When Igor Stravinsky premiered his Firebird ballet in 1910, it marked not only the beginning of a new phase in the composer's output, but a new direction in twentieth-century music. In fact, Stravinsky's more venerable mentors like Rimsky-Korsakov highly influenced the Firebird, and one can still hear the older composer's exotic orientalism throughout. Still, The Firebird was a doorway through which Petruchka (1910-11) and The Rite of Spring (1913) would later step. Even though Stravinsky's Rite would mark the true revolution, The Firebird contains the seminal directions in its second half with the introduction of Kashchei and especially in his "Infernal Dance" that would lead the way to more original thinking.
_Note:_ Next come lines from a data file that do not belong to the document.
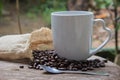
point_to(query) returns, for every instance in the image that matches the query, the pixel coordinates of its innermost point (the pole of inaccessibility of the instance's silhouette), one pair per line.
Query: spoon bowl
(56, 71)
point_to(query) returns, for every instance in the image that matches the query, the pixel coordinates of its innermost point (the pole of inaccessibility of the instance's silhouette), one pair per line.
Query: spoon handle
(89, 73)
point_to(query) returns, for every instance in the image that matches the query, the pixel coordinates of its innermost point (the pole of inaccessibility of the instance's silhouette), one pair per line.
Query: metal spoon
(56, 71)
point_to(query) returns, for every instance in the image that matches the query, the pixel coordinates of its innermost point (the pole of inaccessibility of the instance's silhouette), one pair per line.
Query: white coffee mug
(72, 34)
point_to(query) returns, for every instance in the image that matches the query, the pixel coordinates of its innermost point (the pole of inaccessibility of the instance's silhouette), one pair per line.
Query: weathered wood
(11, 71)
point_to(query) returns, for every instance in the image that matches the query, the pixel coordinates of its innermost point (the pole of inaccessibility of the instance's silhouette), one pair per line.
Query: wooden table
(11, 71)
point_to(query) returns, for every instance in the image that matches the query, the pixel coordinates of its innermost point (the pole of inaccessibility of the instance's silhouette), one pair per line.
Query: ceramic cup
(72, 34)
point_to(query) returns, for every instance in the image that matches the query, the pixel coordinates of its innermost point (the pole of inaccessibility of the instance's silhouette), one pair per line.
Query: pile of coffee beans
(50, 58)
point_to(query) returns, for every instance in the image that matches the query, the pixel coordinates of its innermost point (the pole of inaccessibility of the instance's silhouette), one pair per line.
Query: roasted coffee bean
(84, 69)
(30, 67)
(102, 64)
(51, 58)
(105, 61)
(21, 67)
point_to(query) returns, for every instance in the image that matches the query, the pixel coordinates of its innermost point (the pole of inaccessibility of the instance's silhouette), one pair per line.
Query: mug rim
(72, 13)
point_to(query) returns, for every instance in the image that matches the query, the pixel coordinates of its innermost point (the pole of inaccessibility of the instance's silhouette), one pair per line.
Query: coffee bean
(51, 58)
(30, 67)
(21, 67)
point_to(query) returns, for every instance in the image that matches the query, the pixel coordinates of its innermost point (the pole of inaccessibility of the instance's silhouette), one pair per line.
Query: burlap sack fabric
(20, 46)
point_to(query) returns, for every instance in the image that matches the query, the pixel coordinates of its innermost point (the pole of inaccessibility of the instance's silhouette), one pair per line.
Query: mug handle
(106, 41)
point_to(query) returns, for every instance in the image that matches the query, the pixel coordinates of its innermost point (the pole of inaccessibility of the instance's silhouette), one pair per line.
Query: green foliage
(102, 4)
(45, 7)
(1, 6)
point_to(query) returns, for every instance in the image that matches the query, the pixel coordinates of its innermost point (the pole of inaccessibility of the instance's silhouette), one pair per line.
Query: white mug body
(72, 31)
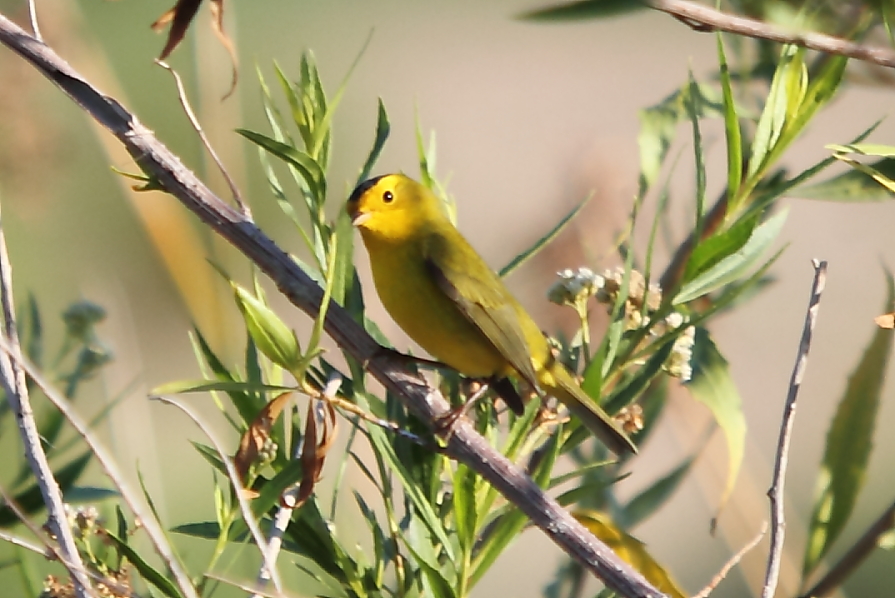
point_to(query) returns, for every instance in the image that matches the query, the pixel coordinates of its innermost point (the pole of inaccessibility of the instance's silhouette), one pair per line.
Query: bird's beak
(359, 218)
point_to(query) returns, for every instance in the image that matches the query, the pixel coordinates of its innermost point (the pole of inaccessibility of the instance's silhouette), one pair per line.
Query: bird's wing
(481, 297)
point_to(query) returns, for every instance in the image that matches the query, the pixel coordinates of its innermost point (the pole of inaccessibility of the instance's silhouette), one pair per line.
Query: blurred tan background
(529, 119)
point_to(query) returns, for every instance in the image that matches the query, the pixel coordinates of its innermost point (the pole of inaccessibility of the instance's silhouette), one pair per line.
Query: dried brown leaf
(254, 439)
(181, 16)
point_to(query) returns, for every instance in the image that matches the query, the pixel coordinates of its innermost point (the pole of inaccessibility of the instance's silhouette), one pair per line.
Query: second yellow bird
(447, 299)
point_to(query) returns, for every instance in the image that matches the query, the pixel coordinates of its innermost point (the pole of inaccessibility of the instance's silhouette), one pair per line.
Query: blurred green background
(529, 119)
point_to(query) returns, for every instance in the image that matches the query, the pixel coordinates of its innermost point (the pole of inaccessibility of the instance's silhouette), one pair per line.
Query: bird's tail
(558, 382)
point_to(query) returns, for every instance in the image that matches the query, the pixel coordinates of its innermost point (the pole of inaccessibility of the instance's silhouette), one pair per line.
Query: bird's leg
(445, 423)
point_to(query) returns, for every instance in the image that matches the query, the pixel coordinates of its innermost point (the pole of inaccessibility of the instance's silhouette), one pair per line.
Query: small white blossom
(574, 286)
(678, 364)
The composer derived several concert and ballet suites from the score, but for the best renditions of the complete work one must look to Antal Dorati's old LSO issue on Mercury, which no one has ever topped, or even Colin Davis's Concertgebouw effort on Philips. Until this one, that is. Kent Nagano's 1991 recording, which Virgin Classics re-released in the early 2000's, provides a top-of-the-line alternative in superb digital sound. Why it didn't do better upon its initial release, I don't know. Let's just be glad it is currently available at so low a price (used).
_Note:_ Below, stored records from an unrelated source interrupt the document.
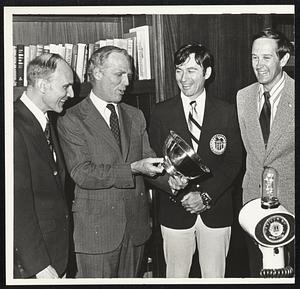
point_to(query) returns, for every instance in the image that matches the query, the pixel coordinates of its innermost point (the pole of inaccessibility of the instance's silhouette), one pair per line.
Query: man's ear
(208, 73)
(284, 60)
(97, 73)
(42, 84)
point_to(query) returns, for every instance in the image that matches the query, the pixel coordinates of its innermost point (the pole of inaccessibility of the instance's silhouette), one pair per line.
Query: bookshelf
(44, 29)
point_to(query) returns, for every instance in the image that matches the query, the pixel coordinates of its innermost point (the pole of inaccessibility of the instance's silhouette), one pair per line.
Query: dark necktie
(265, 116)
(47, 133)
(194, 126)
(114, 123)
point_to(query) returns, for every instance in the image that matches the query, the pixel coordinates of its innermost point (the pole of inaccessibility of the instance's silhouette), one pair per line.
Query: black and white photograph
(149, 144)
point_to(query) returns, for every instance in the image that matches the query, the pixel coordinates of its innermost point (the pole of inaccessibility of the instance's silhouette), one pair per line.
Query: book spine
(20, 65)
(80, 61)
(15, 65)
(26, 61)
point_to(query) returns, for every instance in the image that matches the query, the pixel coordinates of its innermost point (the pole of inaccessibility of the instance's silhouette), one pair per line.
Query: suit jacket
(280, 151)
(219, 118)
(41, 224)
(108, 198)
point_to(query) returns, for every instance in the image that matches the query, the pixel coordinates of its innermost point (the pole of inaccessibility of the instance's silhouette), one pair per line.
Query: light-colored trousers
(180, 245)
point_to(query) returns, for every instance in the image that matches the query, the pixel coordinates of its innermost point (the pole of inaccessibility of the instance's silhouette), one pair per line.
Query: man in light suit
(41, 219)
(202, 215)
(107, 151)
(270, 53)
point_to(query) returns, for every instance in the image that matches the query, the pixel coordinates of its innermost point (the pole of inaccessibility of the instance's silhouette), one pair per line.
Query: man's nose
(70, 92)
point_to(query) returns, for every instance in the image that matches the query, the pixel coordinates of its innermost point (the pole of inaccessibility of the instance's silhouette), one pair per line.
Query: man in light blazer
(107, 151)
(198, 216)
(41, 218)
(270, 53)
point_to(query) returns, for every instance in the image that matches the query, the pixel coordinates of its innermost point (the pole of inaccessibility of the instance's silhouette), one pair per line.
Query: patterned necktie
(114, 123)
(47, 133)
(194, 126)
(265, 116)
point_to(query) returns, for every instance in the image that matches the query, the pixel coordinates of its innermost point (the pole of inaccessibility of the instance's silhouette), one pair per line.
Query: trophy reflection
(181, 160)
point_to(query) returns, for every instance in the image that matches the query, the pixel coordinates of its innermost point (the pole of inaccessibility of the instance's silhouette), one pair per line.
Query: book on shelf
(81, 47)
(132, 50)
(14, 65)
(20, 64)
(143, 51)
(136, 42)
(32, 51)
(39, 49)
(26, 61)
(68, 53)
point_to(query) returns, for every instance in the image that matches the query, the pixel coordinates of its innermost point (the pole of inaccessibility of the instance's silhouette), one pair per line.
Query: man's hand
(193, 203)
(147, 166)
(48, 273)
(177, 183)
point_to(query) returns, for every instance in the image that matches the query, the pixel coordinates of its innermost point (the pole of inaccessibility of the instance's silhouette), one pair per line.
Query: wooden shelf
(71, 18)
(137, 87)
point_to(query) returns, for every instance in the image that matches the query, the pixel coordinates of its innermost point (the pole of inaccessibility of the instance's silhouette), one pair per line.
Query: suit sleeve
(85, 172)
(157, 143)
(29, 246)
(226, 173)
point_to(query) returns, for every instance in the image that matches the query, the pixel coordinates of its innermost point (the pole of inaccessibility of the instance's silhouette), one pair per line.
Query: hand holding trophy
(181, 162)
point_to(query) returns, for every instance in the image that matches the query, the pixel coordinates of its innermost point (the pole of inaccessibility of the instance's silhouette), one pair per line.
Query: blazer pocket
(47, 226)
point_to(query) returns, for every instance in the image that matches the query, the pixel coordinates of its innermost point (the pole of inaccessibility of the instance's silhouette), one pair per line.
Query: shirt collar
(101, 104)
(39, 115)
(200, 99)
(275, 91)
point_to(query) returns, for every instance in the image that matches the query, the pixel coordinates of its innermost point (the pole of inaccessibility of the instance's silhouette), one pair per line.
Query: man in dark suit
(41, 225)
(270, 53)
(201, 213)
(107, 150)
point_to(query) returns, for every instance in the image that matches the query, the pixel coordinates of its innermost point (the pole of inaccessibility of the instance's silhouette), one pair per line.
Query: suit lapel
(96, 122)
(284, 115)
(125, 129)
(33, 128)
(178, 120)
(254, 129)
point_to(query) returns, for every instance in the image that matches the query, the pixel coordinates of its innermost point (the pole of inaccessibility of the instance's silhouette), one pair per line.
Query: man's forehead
(189, 62)
(265, 44)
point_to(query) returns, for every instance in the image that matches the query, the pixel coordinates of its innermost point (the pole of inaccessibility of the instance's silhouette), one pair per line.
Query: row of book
(136, 42)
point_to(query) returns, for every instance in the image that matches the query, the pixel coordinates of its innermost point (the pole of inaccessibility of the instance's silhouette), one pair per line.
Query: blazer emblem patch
(218, 144)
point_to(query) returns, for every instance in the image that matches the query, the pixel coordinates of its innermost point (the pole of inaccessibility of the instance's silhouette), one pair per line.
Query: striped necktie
(48, 136)
(114, 123)
(265, 117)
(194, 126)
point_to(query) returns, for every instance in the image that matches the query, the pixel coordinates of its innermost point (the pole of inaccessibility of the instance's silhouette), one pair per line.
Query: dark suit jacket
(108, 199)
(219, 118)
(41, 230)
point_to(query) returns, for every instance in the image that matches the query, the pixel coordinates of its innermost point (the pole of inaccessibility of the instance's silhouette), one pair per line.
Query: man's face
(114, 77)
(59, 88)
(190, 77)
(265, 62)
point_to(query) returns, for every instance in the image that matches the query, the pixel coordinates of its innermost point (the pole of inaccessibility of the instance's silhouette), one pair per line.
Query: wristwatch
(206, 199)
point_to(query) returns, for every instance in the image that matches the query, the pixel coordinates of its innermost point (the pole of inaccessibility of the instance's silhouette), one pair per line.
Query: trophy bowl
(181, 160)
Then, too, Virgin engineers present the music in highly dynamic yet most natural-sounding audio. What's more, they give the orchestra a comfortably distanced miking position for a maximum imaging of depth as well as left-to-right stereo spread. Now, understand, some listeners will find the dynamic range (the spread between softest and loudest passages) a bit too wide for their taste; however, if you start at a comfortable volume setting (not too loud, though, or the crescendos may blow you out of your seat), you'll feel the impact and authority of the louder sections later on.
Add to the low cost (especially used) of this well-performed and well-recorded Firebird the coupling of Stravinsky's Symphonies of Wind Instruments and you have the makings of a bargain. Now, if only Virgin hadn't decided to package "The Classics" line with such drab, minimalist cover art, the whole affair might have been perfect. Oh, well, it's a small loss for a big gain.